In the next moment, he stepped closer, grasped the wooden chair arms, and lowered himself to a crouched position before her.

Thus corralling her in her seat, he stared into her eyes, his own, piercing blue and full of suspicion. “You’ve been a very naughty girl, Carissa.”

She swallowed hard.

“Why were you eavesdropping?” he demanded in a low tone.

“I-I told you, I got lost. I couldn’t find a way out.”

“You also told me earlier that you happen to be a good liar. So I know now not to take you at your word. But I’m warning you, I want to know the truth. How much did you hear?”

She blanched. “All of it.”

He lifted his brows inquiringly.

“I heard you talking to the butler and I-I figured it out. I mean, I don’t know exactly, of course, but I realized . . .”

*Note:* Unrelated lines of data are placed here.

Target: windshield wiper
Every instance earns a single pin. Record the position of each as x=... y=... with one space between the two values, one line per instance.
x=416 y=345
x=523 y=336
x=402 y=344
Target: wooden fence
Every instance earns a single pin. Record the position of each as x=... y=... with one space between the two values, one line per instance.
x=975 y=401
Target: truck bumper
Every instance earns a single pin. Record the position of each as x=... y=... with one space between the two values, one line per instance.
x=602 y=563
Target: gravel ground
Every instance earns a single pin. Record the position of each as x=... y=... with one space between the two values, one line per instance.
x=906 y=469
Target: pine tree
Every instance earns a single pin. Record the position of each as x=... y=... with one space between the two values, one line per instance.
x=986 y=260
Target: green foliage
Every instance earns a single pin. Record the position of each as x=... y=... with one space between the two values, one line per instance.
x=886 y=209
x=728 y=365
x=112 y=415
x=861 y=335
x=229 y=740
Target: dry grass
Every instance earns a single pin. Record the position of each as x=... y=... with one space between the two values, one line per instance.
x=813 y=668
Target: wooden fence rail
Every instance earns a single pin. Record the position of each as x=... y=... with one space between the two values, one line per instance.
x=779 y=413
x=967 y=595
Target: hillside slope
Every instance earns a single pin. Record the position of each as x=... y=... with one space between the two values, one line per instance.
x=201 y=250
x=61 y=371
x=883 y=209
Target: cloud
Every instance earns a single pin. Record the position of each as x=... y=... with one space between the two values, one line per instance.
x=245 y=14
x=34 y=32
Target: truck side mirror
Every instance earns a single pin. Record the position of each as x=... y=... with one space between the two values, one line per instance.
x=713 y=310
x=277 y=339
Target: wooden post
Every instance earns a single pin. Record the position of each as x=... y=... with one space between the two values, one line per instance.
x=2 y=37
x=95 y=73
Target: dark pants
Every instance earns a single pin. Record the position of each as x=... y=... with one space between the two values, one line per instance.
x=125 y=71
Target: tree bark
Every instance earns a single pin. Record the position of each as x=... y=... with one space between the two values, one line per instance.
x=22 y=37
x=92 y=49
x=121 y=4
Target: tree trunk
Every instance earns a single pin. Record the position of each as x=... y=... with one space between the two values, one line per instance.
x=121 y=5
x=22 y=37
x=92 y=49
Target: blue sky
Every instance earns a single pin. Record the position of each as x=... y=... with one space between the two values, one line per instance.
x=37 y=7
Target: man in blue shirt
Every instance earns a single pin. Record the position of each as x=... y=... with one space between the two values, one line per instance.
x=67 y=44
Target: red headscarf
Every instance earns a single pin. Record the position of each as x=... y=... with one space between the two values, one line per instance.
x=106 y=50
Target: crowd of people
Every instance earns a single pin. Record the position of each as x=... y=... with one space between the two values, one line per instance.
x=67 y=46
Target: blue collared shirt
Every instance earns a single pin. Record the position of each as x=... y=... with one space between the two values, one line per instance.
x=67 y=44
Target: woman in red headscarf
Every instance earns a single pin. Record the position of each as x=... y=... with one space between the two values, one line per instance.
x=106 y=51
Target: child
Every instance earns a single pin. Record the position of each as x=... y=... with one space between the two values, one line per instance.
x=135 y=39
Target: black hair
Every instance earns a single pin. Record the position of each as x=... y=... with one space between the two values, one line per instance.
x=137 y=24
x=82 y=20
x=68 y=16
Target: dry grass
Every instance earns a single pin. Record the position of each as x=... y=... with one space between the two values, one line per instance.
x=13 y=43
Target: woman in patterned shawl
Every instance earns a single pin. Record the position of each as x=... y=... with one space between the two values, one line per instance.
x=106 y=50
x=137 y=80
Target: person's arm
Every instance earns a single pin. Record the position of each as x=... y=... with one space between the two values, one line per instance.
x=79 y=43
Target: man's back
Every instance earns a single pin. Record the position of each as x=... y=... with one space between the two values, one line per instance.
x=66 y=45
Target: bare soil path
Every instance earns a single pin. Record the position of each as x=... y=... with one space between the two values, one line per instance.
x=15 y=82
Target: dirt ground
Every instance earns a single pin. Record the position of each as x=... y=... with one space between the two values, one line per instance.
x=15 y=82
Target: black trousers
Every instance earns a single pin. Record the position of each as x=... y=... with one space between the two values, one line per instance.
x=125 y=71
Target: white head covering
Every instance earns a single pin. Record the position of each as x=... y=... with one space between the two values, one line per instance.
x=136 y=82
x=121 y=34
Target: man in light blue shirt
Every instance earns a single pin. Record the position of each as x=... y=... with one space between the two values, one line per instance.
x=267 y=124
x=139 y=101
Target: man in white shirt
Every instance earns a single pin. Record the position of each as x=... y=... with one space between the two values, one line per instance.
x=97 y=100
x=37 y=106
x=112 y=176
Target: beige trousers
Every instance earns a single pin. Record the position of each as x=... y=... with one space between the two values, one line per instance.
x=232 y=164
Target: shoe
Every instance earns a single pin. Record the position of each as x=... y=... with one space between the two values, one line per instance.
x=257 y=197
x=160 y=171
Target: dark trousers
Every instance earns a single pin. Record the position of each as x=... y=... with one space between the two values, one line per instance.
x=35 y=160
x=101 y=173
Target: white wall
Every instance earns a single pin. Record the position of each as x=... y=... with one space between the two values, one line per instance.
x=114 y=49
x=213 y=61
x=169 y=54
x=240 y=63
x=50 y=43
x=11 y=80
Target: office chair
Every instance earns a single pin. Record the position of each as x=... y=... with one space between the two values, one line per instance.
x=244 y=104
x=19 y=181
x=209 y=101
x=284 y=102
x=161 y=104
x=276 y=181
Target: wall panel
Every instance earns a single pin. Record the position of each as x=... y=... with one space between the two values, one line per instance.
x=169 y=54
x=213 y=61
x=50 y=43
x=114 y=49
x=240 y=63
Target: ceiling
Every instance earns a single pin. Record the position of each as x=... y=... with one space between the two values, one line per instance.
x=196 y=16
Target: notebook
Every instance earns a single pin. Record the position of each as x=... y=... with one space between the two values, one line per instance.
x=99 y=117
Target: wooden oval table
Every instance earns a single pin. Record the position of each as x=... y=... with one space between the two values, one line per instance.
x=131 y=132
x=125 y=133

“Yes?” he prompted, staring at her.

“You’re some kind of secret agent,” she fairly whispered, barely able to contain her excitement. “I can’t believe it! And so is Lord Rotherstone and Lord Falconridge and the Duke of Warrington? That’s what this place is—your headquarters?” She glanced around breathlessly at the room, but Beau did not answer the question.

The club’s large dining hall was quiet, dim, and empty, but for them. Only now did she notice the strange mural painted on all four walls above the wainscoting, like twisted visions born of fever. She stared, realizing the scenes depicted the travels of Dante through the various circles of Hell—flames, devils, monsters, and all.

He still hadn’t responded, but she took his silence for confirmation.

He was looking at her very strangely.

“Finally, it all makes sense,” she said in a conspiratorial tone. “That’s why Daphne and Kate had to leave Town, isn’t it? You’ve got some kind of trouble. Is that the reason for the Home Office investigation?”

“You know about that, too?”

She tucked her chin demurely and gave him a guilty little smile. “Was that friend of yours a secret agent, too, the one who shot us? Is he a traitor?”

“Carissa.”

“Is that why you went traveling all those years, for this career? You don’t have to worry,” she hastened to reassure him, “I can keep a secret. I’m not going to tell anyone.”

“No, you’re not,” he agreed.

She frowned at the steel in his eyes and the chill that had come into his voice. “You’re angry. Well, I suppose you would be. I deserve it, I know. Truly, I am sorry. I realize I shouldn’t have gone snooping like that, but how could I resist! You know my curious nature. Someone in your line of work ought to understand, of all people. A secret passage? It was too intriguing!”

“As I said to you earlier tonight, don’t you know what curiosity got the cat?”

She gazed at him in dismay. “You’re not going to forgive me, are you?”

“No.”

“Why not? Was it so bad, what I did?”

“There are consequences for your actions, don’t you understand that?” he exclaimed, anger flashing in his eyes.

“Consequences? W-what do you mean?”

He just glared at her; his silence made her even more nervous. “What are you going to do to me?”

“Not half of what I’d like to,” he growled.

“Fine! Stay angry at me, then—” She tried to rise from the chair, only to be pressed down again by his firm hand on her thigh.

She went very still.

If his hand on her leg were not unnerving enough, the hard look in his eyes sent a chill down her spine.

She began to understand at that moment that she might be in very serious trouble, indeed.

“People have been killed for the information you now possess, Miss Portland,” he informed her in a low tone.

She decided with a gulp that while she usually disapproved of his free use of her first name, under the circumstances, she vastly preferred him calling her Carissa.

“Miss Portland” sounded almost like a veiled threat in this moment. Emphasizing the distance he suddenly wished to put between them.